If the question is path optimization to utilizing these nodes, Path of Building already does a good job. If the question is "what single node will give me the most theoretical power." It also solves that.

That's actually the beauty of Path of Exile as a whole - the different systems works in combination to lead to an outcome. As an example, If you're a life stacking build, finding unique ways to get as many life/strength nodes as possible. That's your gear and your passive tree working in tandem.

Speaking about using AI to optimize characters - not just the skill tree - you'd need to build some pretty sophisticated tools which do not yet exist to make that happen. No AI alone would be able to do it.

Modified3019 9 hours ago

My earliest desire for real AI was so it could control my dumb fucking harvester in C&C95.

[-]

Sohcahtoa82 6 hours ago

I seem to remember the fatal flaw with harvester AI was that once a harvester was returning to the drop-off building, it would "claim" it, and so any other harvesters would just do a dance around the building until the the first harvester arrived. As a result, a harvester that was further away could block closer trucks if it just happened to fill sooner.

empath75 10 hours ago

I hooked up an MCP server to a MUD and got some pretty amazing results, including Claude Code agents in separate windows chatting with each other and cooperating on building out a new section.

[-]

ramses0 9 hours ago

Do share, pray tell! Which MUD were you using? I've been poking around at MUD/MOO-adjacent capabilities and am having to hold the AI back from authoring it's own MUD/MOO capabilities instead of dorking with an existing server (likely that's full of security holes and complex bespoke startup+install configurations)

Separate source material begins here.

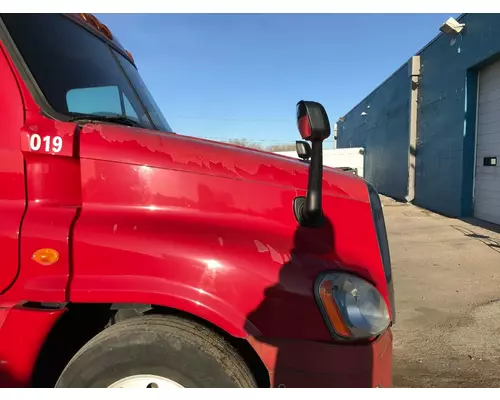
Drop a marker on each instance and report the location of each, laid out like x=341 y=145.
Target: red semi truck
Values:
x=136 y=257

I'd like `mud_or_moo --state-dir ./tmp/some-mud` which stored most things as plain text or maybe SQLite if really necessary? The core of a MUD which was conceptually similar to a wiki-browser against markdown files (ie: room-001.md => exits => room-002.md) is what i'm angling towards, such that _editing and linking_ felt more comfortable and GUI to a human user.

[-]

empath75 9 hours ago

I forked evennia and added it. Took me a few hours with claude.

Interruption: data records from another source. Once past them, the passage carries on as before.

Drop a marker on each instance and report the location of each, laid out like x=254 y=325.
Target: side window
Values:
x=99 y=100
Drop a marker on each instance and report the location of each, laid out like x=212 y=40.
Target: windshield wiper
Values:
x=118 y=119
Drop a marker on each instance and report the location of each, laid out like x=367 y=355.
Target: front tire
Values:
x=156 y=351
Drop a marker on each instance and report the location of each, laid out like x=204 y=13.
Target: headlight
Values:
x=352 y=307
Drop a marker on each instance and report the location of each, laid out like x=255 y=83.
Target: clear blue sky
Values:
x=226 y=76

Once i had the core authorship mcp's working, claude itself created the whole world, including an initial tutorial sequence, combat, etc...

[-]

ramses0 6 hours ago

Kindof landed on evennia as the seeming sweet spot in reaction to your comment.

I've walked an agent through Home Assistant => Wiki-per-room => Zork-Me! ...and it turns out that the actual Inform Zork engine is pretty terrible but it's fun to say "go north ; look table" (and eventually "turn on ha.light_001" ;-).

The "MUD/MOO" aspect is where it opens interesting options of actually curling out to the home assistant instance, and the just kindof wild fun of making a functional "quest" in the context of your own home (eg: solve a mystery? make dinner? battling another user for the TV remote? :-D)

ticulatedspline 8 hours ago

Cool, I was thinking about this very thing. Was looking at CoffeeMud and wondered if I gave it a starting room and a clean slate if it could basically just build out a whole Mud from scratch.